Christ almighty, that was a f**king BEAR, are you all right?"
Trisha staggered toward him. "Strike three called," she said, but the words hardly reached beyond her own mouth.
She had used up most of what she had with that last scream.
All that remained was a kind of bleeding whisper. "Strike three called, I threw the curve and just froze him."
"What?" He stopped in front of her. "I can't make you out, honey, come again."
"Did you see?" she asked, meaning the pitch she had thrown - that unbelievable curve that hadn't just broken but snapped like a whip. "Did you see it?"
"I... I saw..." But in truth he didn't know what he had seen. There had been a few seconds in that frozen time when the girl and the bear had been regarding each other that he hadn't been sure, not entirely sure it was a bear, but that he never told anyone. Folks knew he drank; they would think he was crazy. And all he saw now was a delirious little girl who looked like nothing but a stick-figure held together by dirt and ragged clothes. He couldn't remember her name but he knew who she was; it had been on the radio and the TV, as well.
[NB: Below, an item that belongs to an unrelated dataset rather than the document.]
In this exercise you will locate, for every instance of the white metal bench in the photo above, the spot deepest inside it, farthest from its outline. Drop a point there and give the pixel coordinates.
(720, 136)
He had no idea how she could possibly have gotten so far north and west, but he knew perfectly well who she was.
Trisha stumbled over her own feet and would have fallen to the road if Herrick hadn't caught her. When he did, his rifle - a . 350 Krag that was the pride of his life - discharged again, close to her ear, deafening her. Trisha hardly noticed.
It all seemed normal, somehow.
"Did you see?" she asked again, not able to hear her own voice, not even completely sure if she was actually speaking.
The little man looked bewildered and scared and not espe-cially bright, but she thought he also looked kind. "I got him with the curve, froze him, did you see?"
His lips were moving, but she couldn't tell what he was saying. He put the rifle down on the road, though, and that was a relief. He picked her up and turned her so fast it made her dizzy - she probably would have thrown up if there had been anything left in her stomach. She began to cough. She couldn't hear that, either, not with that monstrous ringing in her ears, but she could feel it, way down in her chest and ribcage, pulling.
She wanted to tell him she was glad to be carried, glad to be rescued, but she also wanted to tell him that the bear-thing had been backing away even before he fired his gun.
She had seen the bewilderment in its face, had seen its fear of her when she went from the set to the motion. She wanted to tell this man who was now running with her one thing, one very important thing, but he was jouncing her and she was coughing and her head was ringing and she couldn't tell if she was saying it or not.